De oplettende lezer heeft in mijn vorige stukje misschien opgemerkt dat ik benoemde, dat ik de bestraling al achter de rug had. Op 24 juni had ik een afspraak staan bij de radiotherapeut. Ze begint ons gesprek met: “ Laat ik je eerst maar vertellen wanneer je met de bestraling kunt beginnen, want dat is natuurlijk wat je graag wilt weten. Ik heb de afspraken naar voren verplaatst en komende maandag kun je beginnen”. Nou hèhè, deze dokter snapt hoe je vrienden maakt. Eindelijk. Eindelijk, kan ik starten. Eindelijk wordt er wat aan de tumor gedaan. Ik mag beginnen.

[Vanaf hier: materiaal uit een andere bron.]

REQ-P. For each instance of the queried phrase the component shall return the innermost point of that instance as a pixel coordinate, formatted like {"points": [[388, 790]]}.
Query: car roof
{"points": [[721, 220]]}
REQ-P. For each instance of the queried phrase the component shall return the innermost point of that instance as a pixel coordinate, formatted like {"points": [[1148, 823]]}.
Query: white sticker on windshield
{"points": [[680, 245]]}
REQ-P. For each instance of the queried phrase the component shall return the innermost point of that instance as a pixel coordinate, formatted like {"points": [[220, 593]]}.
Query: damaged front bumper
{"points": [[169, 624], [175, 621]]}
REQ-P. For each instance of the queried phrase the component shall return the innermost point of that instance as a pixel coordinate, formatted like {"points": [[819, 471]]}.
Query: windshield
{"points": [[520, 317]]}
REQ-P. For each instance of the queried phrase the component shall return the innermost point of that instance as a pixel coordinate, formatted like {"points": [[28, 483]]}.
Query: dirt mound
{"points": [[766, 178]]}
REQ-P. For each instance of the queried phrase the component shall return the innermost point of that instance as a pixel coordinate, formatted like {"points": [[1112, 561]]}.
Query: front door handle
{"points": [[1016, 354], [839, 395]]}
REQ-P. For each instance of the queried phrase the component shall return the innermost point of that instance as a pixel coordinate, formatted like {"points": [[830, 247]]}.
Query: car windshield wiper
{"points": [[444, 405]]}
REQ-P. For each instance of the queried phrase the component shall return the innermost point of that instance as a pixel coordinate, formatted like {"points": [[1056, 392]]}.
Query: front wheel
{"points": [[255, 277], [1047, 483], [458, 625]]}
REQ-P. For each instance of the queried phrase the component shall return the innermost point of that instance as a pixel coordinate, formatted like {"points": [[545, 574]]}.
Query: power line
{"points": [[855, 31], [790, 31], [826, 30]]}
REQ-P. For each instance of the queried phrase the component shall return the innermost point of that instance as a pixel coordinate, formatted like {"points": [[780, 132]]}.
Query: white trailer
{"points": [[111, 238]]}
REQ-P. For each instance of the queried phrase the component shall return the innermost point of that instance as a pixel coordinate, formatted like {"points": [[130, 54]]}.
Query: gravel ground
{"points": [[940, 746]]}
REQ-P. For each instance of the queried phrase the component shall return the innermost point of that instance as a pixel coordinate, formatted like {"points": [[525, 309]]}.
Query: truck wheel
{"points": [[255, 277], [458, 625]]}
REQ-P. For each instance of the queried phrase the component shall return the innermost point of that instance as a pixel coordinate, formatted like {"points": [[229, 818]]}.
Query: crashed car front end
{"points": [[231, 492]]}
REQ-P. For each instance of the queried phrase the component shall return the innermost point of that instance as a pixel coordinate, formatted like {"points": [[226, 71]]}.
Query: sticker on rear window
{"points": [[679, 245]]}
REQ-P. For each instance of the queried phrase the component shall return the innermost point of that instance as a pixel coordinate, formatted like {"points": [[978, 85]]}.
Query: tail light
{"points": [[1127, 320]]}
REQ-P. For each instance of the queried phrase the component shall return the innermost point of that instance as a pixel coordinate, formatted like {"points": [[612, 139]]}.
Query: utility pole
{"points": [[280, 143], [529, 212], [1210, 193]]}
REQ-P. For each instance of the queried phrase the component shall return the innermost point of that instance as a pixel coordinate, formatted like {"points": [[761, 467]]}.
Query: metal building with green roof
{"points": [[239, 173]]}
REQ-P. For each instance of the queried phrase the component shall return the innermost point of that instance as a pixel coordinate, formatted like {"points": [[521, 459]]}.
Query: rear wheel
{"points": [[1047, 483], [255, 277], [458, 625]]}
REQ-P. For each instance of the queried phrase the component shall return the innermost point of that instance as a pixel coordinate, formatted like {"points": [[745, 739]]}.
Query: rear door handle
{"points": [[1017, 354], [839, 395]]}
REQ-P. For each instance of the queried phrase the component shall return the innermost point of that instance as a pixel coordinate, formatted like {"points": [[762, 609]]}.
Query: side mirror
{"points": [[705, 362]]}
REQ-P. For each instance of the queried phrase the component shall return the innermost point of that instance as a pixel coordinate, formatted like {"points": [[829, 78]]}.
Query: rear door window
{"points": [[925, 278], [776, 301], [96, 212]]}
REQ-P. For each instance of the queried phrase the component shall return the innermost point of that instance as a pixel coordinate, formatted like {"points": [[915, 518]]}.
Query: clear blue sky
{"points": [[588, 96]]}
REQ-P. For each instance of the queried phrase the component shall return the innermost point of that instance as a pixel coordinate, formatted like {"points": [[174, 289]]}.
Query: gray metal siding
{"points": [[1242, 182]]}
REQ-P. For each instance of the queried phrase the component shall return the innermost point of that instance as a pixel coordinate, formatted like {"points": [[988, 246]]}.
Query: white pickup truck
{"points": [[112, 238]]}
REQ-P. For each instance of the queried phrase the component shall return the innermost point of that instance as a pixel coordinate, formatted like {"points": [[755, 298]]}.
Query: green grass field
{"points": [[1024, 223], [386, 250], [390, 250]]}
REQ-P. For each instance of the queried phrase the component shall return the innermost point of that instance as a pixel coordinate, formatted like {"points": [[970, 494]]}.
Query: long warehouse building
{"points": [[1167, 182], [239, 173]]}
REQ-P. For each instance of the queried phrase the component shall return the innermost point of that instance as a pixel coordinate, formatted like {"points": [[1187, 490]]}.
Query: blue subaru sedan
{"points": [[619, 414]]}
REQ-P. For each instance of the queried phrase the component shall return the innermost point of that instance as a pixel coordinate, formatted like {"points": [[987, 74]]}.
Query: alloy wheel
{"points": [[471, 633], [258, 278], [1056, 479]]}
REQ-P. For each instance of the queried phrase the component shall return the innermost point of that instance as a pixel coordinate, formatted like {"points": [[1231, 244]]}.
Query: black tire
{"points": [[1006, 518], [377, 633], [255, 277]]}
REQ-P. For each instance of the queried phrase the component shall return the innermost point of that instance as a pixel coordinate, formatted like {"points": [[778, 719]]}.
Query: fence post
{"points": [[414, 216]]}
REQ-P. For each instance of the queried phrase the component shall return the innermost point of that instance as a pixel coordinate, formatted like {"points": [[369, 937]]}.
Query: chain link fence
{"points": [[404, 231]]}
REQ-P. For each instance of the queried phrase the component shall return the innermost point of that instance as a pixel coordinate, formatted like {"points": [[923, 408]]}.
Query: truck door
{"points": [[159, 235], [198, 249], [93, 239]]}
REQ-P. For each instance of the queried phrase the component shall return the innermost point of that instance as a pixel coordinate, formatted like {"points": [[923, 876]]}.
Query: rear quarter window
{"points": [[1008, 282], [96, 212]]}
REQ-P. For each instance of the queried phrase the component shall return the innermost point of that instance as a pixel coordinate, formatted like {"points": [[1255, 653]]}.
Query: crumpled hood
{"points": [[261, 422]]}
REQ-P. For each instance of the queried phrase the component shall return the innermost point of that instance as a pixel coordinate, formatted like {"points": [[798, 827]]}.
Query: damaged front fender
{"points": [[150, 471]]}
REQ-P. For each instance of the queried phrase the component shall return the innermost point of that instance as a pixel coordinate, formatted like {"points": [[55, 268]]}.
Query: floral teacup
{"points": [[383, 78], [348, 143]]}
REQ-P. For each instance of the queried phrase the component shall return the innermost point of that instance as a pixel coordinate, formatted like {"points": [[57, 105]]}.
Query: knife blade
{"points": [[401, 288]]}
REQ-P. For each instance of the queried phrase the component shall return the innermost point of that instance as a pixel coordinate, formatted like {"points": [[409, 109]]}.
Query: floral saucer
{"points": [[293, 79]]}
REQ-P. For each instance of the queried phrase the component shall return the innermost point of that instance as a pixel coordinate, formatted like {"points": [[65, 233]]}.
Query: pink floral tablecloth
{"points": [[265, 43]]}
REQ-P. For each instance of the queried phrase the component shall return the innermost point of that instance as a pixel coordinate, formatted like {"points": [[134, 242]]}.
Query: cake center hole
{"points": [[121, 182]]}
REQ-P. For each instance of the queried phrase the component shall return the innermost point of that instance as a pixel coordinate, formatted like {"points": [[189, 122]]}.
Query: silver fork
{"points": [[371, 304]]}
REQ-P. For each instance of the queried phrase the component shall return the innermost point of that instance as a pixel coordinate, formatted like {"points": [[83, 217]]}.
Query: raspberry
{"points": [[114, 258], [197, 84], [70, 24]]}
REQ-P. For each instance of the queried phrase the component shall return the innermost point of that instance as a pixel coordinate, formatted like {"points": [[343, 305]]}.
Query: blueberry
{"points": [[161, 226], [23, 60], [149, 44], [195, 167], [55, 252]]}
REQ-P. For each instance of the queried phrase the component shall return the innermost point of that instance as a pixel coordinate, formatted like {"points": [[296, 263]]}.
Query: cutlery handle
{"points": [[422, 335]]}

Kort wordt uitgelegd wat de bestraling precies doet. Het doel is (natuurlijk) om de kankercellen te vernietigen. Bestraling beschadigt het DNA in een cel. Als het DNA zoveel schade oploopt, kan de cel zich niet meer delen en sterft af. Omdat kankercellen sneller delen dan gezonde cellen, zijn ze gevoeliger voor de bestraling, dus het DNA raakt sneller beschadigd. Daarbij herstellen ze minder goed van bestraling dan de gezonde cellen. Ik krijg vijf bestralingen, van maandag tot en met vrijdag. Daarna heb ik een week om bij te tanken en vervolgens start ik met de chemotherapie op 13 juli.
Na de verdere info en een bult aan papieren rijker, moet ik me melden voor een CT scan en het aanstippen van tatoeage punten. Voordat ik plaatsneem in de wachtkamer, wissel ik snel even van ondergoed op het toilet. Ik ben de preutsheid zo onderhand wel een beetje voorbij, maar een hipster is toch wat “gekleder” dan een string toch? Waar een mens over nadenkt in zulke tijden!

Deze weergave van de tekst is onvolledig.